昨年、某俳優さんがしているセミナーに参加しました。
武術、操体法のセミナーです。
その時、寝ている人を抱きかかえて上半身を起こしたり、引っ張って立ち上がらせる時に
「ありがとう」
と唱えながら軽く出来る、というのを体験しました。
これ自体は昔から言われていることで、この方の専売特許ではありませんが実際にやってみたことがなかったので、貴重な体験となりました。
確かに全然違うんですよね。
もちろん、科学的なメカニズムは不明です。
多分プラシーボ効果だということで片付けられるんでしょうが、プラシーボ、素晴らしいですよね。
人間は好むと好まざるとにかかわらず、自分の思った通りに世界を作り上げていますから、そもそも世界は全部プラシーボなのです。
さて、その時に
「ありがとう」
は発声してもしなくても変わらない、という説明をされ、それに基づいて各自声に出したパターンと心のなかで言うパターンと両方やってみましたが、確かに効果は変わりませんでした。

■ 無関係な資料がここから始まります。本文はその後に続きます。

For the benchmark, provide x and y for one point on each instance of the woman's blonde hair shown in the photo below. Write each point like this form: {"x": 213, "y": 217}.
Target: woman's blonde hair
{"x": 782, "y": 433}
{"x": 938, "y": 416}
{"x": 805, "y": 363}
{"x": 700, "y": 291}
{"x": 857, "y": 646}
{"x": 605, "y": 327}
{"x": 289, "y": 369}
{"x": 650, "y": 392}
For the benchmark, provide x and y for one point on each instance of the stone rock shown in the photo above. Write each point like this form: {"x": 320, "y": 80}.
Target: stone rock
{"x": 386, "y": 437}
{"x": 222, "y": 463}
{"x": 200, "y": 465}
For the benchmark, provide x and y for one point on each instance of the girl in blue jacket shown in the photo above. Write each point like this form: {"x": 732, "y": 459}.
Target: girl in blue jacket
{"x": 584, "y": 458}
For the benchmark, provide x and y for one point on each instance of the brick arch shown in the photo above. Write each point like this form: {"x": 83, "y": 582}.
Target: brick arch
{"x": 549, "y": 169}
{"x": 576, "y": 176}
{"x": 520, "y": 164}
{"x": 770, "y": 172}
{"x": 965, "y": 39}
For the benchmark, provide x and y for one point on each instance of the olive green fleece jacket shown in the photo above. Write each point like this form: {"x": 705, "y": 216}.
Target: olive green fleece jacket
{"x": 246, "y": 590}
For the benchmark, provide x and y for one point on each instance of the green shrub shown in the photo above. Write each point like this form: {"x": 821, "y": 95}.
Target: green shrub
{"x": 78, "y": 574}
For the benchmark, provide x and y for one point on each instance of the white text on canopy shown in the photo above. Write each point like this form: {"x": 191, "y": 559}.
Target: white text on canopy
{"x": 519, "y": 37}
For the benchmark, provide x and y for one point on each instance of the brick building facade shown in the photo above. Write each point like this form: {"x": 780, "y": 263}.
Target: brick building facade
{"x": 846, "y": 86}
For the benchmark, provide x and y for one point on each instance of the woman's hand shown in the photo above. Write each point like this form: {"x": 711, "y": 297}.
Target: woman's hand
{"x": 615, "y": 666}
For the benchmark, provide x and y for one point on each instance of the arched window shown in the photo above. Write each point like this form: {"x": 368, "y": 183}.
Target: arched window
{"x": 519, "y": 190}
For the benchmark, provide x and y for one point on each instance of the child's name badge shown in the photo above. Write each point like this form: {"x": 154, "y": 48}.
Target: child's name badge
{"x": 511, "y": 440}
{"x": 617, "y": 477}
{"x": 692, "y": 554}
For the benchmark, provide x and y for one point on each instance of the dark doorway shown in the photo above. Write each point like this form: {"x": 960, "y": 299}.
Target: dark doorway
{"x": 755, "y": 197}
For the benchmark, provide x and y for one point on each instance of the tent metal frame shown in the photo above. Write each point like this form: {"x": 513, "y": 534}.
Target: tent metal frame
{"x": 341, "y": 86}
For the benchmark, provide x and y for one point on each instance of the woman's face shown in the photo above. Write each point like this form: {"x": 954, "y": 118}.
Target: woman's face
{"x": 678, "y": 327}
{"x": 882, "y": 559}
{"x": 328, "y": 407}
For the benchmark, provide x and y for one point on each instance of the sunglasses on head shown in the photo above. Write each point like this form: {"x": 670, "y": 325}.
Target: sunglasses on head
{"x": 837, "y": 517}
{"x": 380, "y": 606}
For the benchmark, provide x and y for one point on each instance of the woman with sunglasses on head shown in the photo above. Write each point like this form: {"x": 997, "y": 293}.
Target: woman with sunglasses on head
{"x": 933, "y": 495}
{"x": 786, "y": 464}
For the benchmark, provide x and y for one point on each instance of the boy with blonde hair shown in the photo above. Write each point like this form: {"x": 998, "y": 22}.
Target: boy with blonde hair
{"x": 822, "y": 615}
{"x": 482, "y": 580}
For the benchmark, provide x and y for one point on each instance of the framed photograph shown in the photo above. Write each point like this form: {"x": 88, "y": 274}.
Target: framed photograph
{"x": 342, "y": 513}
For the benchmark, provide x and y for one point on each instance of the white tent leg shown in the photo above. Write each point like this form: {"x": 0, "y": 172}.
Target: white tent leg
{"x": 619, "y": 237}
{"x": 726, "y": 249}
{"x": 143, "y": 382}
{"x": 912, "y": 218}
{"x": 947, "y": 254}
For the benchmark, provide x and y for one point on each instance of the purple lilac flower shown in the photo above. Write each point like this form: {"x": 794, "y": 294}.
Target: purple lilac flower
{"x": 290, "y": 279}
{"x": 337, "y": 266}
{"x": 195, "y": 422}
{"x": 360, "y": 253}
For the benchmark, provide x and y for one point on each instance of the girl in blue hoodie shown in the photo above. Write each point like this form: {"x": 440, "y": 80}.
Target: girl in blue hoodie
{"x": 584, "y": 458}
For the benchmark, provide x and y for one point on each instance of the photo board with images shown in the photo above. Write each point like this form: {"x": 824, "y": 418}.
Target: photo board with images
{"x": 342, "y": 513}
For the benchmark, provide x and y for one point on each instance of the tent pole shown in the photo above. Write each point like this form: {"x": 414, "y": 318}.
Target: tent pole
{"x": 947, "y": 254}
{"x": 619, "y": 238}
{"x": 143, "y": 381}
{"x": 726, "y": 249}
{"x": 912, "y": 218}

この経験から呪文もやはり声に出しても出さなくても変わらないんだろうな、と思いました。
あるとすれば、無言だと患者さんが物足りなさを感じてしまい、プラシーボ効果が発揮されないということはあるかもしれませんが(笑)
ただ淡々と唱えるだけでなく、派手な振付を加えたり、殊更に声を張り上げて「有難い感じ」を演出する方もいますが、ほぼ無意味だと思います。
こういうパフォーマンスを臆面もなく出来る方もいらっしゃいますが、私はどうも恥ずかしくてできないというのもあります。
もちろん、それで何倍も効果が出るなら、仮面ライダーの変身みたいな動きをしながら
「きええええーーーいっ!」
と患者さんに気を爆注してもいいんですが、恥ずかしさが勝ります。
そんなことより、もう一つ重要なことを言っておかなければなりません。
呪文、口に出しても出さなくても同じだと言いました。
「ありがとう」も口に出しても出さなくても同じだと言いました。
だから無言でやっても効果があるよ、と。
これは悪い言葉は、相手に実際に浴びせかけなくても、心に思っただけで相手に届いてしまうということも意味します。
口に出さなくても相手を攻撃できるなんて素晴らしい、ともいえるのかもしれませんが、因果応報の法則により、いつか自分に戻ってくるわけで、なかなか恐ろしいことです。
表向き感じの良い人である、悪いことを言わない、というのも勿論大切ですが、昔から言われているように中身も大切です。
心の中は究極のプライベートゾーンてはあるのですが、やはり神様の前では心の中であってもプライベートゾーンはないようです。